Posted on September 14, 2005

Ethnic Media Find New Angle on Katrina

Brian Skoloff, AP, Sept. 12

SAN FRANCISCO — “Black general takes charge in New Orleans.” “Undocumented won’t be allowed to receive help from FEMA.” “1,700 Koreans in New Orleans yet to be located.”

With passion and pride, ethnic news organizations in the United States are sending reporters, photographers and TV crews to the disaster area and covering the Hurricane Katrina story from angles not seen in many of the nation’s major metropolitan newspapers.

{snip}

The NCM estimates that ethnic media reach 51 million people in the United States.
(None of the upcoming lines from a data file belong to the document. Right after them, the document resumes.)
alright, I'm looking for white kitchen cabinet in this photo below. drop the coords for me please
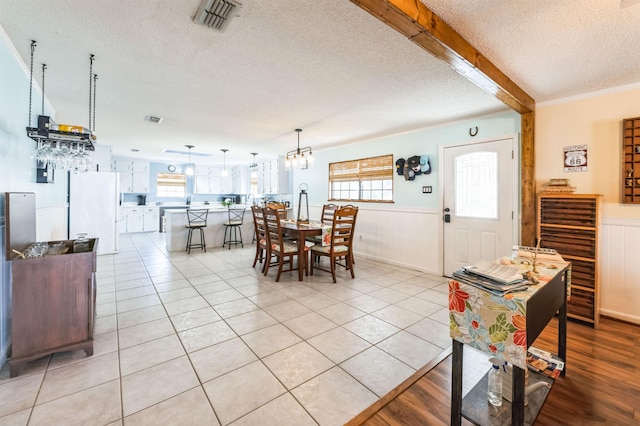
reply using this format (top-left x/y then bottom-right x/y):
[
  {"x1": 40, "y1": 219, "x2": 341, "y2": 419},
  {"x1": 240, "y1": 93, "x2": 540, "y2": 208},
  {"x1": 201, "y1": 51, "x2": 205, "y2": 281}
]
[
  {"x1": 233, "y1": 166, "x2": 249, "y2": 194},
  {"x1": 256, "y1": 157, "x2": 289, "y2": 194},
  {"x1": 221, "y1": 176, "x2": 233, "y2": 194},
  {"x1": 132, "y1": 171, "x2": 149, "y2": 193},
  {"x1": 120, "y1": 206, "x2": 157, "y2": 233},
  {"x1": 143, "y1": 206, "x2": 159, "y2": 232},
  {"x1": 124, "y1": 207, "x2": 144, "y2": 233},
  {"x1": 194, "y1": 166, "x2": 234, "y2": 194},
  {"x1": 113, "y1": 158, "x2": 149, "y2": 193}
]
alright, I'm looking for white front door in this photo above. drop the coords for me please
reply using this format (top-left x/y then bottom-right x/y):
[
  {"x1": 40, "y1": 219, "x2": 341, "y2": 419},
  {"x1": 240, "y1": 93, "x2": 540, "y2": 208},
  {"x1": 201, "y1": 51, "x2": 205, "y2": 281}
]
[{"x1": 443, "y1": 137, "x2": 516, "y2": 276}]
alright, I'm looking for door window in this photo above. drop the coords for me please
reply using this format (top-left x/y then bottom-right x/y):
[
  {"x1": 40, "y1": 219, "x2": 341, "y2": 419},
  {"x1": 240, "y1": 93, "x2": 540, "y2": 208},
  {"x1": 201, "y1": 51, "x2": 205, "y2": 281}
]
[{"x1": 455, "y1": 151, "x2": 498, "y2": 219}]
For many of them, the ethnic media are their only source of information.

The Korea Times, based in Los Angeles, is dedicating much of its coverage to motivating Korean-Americans to help their own.
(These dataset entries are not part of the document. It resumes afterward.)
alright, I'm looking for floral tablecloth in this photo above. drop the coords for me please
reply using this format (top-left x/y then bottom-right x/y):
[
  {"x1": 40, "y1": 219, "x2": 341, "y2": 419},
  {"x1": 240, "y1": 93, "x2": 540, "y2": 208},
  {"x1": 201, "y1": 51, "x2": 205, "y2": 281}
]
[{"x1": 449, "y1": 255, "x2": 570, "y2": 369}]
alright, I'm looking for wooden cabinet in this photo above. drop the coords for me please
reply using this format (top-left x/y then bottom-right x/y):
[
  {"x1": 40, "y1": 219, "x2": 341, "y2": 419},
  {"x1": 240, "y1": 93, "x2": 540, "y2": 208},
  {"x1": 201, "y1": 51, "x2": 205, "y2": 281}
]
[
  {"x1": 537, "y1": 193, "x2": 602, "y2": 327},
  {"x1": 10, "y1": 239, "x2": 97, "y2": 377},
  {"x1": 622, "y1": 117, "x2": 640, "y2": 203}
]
“There are so many Koreans who had been living in the New Orleans area . . . and they lost their houses and businesses and had to evacuate from where they had been living, so Koreans have their own stories, and we’re focusing on the Korean victims,” managing editor Yoon Cho said.

{snip}

Radio Saigon in Houston, the city where about half of Louisiana’s Vietnamese population of 30,000 has taken refuge, spends two hours a day on hard news, and devotes much of the rest of the time to helping fellow Vietnamese-Americans.
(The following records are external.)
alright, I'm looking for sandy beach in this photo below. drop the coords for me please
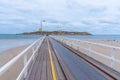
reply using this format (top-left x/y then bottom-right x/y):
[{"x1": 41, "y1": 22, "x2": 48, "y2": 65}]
[
  {"x1": 0, "y1": 45, "x2": 30, "y2": 80},
  {"x1": 59, "y1": 39, "x2": 120, "y2": 72}
]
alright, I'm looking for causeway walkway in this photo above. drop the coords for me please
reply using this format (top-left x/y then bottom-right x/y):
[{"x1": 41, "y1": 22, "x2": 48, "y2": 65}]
[
  {"x1": 27, "y1": 38, "x2": 52, "y2": 80},
  {"x1": 26, "y1": 37, "x2": 120, "y2": 80},
  {"x1": 1, "y1": 36, "x2": 119, "y2": 80},
  {"x1": 27, "y1": 38, "x2": 66, "y2": 80}
]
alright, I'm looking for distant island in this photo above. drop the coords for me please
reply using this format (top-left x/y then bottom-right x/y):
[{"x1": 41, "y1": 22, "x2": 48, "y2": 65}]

“Having been a refugee myself years ago, I know exactly what it’s like to be a refugee and I know what needs to be done to help them,” said the station’s chief executive, Thuy Vu. “Some of us really have to relive the nightmare of being refugees all over again. It’s very hard to be professionally journalistic about it. I believe sometimes a journalist has to put down their camera and their pens to help people.”

La Opinion, a Los Angeles-based newspaper with 500,000 readers, sent a reporter and photographer to cover the storm’s effect on Hispanics living on the Gulf Coast.

“We get the big-picture stories from the wire services, but what we needed was the Latino community, more than 200,000 Latinos in Louisiana,” said executive editor Pedro Rojas.

One major story in La Opinion noted that illegal immigrants will not get help from the Federal Emergency Management Agency. Rather than criticize the Bush administration, the story offered options for those seeking assistance. “We included a box with what they can do and telephone numbers where they can call,” Rojas said.